La pandemia de coronavirus, mientras tanto, se extendió por todo el mundo durante los últimos meses, habiéndose registrado por primera vez en masa en la provincia china de Wuhan. Los gobiernos han bloqueado ciudades enteras, y millones se autoaislaron para evitar la propagación de la enfermedad contagiosa. Según nuevas estimaciones publicadas por worldometers.info, hasta 723.077 contrajeron el nuevo virus, incluidas 33.983 muertes, la mayor parte en Italia y España. Estados Unidos ocupa el primer lugar en el número de casos confirmados: casi 143.000 en todo el país, con un recuento de muertes que llega a los 2.500 hasta la fecha.

Los duques de Sussex sacudieron a la monarquía británica en enero cuando anunciaron repentinamente que querían abandonar las obligaciones que implica ser miembro de la realeza. Ambos habían manifestado su dificultad para soportar la enorme presión a la que la prensa popular británica somete a la familia real. El problema venía desde muchos años atrás en el caso de Enrique, todavía herido por la muerte de su madre, la princesa Diana, en un accidente de tráfico en París en 1997 cuando era perseguida por los paparazzi. El hijo del príncipe de Gales acusó a los medios sensacionalistas de acosar a Meghan y denunció comentarios racistas hacia la exactriz, que es mestiza.

Enrique, de 35 años, hijo menor del príncipe Carlos y de la fallecida Diana, princesa de Gales, conservará sin embargo su rango militar, al que tiene mucho apego, y su título de príncipe del Reino Unido, que le corresponde por nacimiento, pero no utilizará. Conservará además el tratamiento de Alteza Real y el título de Duque de Sussex a condición de que no los aproveche laboralmente. Cuando anunciaron su decisión, que tomó por sorpresa a la reina, rápidamente quedó decidido en el seno de la familia monárquica que deberían renunciar al cargo de Alteza Real. En un primer momento, su decisión, rápidamente bautizada como Megxit, haciendo un paralelismo con el Brexit, provocó indignación y consternación entre los partidarios de la realeza británica.

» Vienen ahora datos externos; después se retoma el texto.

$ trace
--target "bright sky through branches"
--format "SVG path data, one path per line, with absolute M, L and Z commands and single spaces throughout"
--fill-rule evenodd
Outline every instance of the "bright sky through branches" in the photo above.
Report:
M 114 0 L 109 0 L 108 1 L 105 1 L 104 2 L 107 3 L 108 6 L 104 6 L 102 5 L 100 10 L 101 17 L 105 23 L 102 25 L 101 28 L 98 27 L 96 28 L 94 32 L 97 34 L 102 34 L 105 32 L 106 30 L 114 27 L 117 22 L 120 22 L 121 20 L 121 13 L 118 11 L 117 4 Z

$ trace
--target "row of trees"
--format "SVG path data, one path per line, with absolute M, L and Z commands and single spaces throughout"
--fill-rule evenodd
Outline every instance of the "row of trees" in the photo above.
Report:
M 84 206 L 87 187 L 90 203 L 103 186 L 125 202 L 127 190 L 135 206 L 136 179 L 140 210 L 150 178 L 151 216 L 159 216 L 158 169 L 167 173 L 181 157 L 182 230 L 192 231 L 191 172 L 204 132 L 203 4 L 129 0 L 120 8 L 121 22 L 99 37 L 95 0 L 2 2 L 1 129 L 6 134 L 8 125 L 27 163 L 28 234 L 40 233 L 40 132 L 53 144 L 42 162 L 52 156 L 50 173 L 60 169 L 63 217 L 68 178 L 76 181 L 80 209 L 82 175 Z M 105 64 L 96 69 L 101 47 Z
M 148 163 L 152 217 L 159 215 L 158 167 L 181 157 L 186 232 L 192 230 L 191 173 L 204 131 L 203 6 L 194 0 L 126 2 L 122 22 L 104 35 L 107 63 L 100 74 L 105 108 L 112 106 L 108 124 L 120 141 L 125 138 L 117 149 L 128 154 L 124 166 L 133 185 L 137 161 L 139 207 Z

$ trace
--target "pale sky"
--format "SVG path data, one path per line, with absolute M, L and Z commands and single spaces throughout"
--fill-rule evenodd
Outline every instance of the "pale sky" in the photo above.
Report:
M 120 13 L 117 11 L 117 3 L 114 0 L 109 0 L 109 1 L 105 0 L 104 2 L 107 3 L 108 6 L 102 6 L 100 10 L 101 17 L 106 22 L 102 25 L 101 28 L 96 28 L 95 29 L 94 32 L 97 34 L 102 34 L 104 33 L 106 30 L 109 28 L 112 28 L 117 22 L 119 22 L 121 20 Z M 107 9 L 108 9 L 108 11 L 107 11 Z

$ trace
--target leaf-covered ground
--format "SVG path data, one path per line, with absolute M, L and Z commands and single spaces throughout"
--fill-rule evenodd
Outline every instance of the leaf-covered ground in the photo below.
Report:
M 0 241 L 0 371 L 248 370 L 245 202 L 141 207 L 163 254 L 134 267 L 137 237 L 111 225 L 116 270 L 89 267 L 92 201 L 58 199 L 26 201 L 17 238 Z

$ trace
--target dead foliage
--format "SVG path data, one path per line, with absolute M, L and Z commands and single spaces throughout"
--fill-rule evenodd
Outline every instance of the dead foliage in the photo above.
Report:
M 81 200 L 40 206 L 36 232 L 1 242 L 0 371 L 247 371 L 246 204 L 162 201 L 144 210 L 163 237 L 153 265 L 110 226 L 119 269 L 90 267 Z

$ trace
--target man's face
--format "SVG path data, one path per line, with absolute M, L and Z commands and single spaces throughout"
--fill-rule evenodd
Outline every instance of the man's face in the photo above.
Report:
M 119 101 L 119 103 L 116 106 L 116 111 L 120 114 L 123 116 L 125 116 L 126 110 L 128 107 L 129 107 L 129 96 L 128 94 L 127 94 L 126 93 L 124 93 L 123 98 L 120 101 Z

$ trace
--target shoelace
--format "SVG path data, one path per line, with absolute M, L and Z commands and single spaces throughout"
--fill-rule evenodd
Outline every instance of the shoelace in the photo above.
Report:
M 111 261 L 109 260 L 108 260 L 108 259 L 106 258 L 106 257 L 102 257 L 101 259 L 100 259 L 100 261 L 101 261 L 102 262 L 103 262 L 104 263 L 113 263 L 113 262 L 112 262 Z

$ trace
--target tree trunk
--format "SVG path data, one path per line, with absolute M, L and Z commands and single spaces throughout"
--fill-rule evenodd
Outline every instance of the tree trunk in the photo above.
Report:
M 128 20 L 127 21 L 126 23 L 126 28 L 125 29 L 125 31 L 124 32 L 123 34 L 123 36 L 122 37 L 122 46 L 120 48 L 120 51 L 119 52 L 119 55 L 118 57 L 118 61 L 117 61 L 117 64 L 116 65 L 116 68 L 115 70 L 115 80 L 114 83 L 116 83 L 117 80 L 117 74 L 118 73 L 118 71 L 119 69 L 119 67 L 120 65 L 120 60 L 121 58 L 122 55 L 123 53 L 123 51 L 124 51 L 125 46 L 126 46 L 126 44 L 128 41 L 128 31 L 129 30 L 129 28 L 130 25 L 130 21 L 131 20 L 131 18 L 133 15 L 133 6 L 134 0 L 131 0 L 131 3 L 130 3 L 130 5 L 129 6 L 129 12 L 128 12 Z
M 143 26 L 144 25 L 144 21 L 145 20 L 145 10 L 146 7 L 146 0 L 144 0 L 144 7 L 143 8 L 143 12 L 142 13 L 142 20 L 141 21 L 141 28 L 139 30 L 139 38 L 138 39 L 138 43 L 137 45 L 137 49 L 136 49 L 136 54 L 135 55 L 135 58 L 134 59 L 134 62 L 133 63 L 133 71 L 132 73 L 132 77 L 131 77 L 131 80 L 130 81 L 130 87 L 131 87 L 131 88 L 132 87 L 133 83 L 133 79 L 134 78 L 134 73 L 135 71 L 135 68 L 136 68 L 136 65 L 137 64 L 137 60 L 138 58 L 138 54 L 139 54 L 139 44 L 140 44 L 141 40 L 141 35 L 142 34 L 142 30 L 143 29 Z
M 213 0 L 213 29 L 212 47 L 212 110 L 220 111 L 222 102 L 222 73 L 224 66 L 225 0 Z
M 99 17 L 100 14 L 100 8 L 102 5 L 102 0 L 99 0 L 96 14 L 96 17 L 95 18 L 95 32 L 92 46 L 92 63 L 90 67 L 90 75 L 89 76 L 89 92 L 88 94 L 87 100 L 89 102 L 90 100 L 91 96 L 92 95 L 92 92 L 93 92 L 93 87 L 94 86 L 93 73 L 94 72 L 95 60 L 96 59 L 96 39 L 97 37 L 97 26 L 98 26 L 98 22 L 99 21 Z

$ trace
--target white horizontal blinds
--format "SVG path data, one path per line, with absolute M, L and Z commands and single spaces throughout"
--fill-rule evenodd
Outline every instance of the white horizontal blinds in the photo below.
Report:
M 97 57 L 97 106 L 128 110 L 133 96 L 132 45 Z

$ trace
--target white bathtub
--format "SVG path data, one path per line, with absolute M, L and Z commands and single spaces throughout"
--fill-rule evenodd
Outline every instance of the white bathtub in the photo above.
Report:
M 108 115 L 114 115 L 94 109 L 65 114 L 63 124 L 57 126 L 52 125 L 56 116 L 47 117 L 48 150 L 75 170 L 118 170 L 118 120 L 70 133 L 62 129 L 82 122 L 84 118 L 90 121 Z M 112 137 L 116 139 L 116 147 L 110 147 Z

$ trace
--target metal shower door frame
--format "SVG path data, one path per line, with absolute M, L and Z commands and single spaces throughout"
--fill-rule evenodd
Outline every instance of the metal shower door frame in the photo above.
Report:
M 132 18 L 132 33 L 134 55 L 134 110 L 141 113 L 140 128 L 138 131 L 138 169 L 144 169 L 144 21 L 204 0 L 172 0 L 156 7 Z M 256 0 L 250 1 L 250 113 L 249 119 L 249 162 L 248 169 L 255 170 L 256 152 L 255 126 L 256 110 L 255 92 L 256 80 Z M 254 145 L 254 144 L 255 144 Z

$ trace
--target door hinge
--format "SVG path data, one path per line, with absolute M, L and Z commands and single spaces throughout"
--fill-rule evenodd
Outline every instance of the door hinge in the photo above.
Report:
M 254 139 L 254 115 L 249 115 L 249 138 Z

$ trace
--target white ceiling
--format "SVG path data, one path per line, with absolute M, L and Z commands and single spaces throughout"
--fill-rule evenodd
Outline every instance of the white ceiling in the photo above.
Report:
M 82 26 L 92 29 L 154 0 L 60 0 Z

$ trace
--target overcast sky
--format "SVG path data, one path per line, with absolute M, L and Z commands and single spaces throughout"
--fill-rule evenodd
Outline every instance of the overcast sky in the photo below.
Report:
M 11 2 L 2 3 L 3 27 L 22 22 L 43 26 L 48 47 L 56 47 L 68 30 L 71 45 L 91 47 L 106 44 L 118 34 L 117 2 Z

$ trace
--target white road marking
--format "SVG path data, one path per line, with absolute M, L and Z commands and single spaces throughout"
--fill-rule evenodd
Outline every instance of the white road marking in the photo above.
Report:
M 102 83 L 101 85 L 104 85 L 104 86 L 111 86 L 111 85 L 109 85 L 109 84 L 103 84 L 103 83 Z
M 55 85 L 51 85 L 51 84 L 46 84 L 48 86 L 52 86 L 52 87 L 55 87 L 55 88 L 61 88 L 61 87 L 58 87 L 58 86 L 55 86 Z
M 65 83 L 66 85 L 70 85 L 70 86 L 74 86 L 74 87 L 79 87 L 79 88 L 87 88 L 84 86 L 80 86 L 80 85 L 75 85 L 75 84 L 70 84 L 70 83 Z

El príncipe, que sirvió dos veces como soldado en Afganistán, también tuvo que renunciar de mala gana a sus deberes oficiales en el ejército y no recibirá dinero público. “Poder servir a la reina y a mi país es algo de lo que estamos realmente orgullosos y que nunca cesará”, afirmó. Sin embargo, la pareja conservará sus patrocinios privados. El nuevo acuerdo de la pareja con la familia real británica se revisará dentro de un año para dar a los duques de Sussex la oportunidad de volver al redil real. Según el diario The Sun, la reina Isabel II le dijo a su nieto que siempre serán bienvenidos.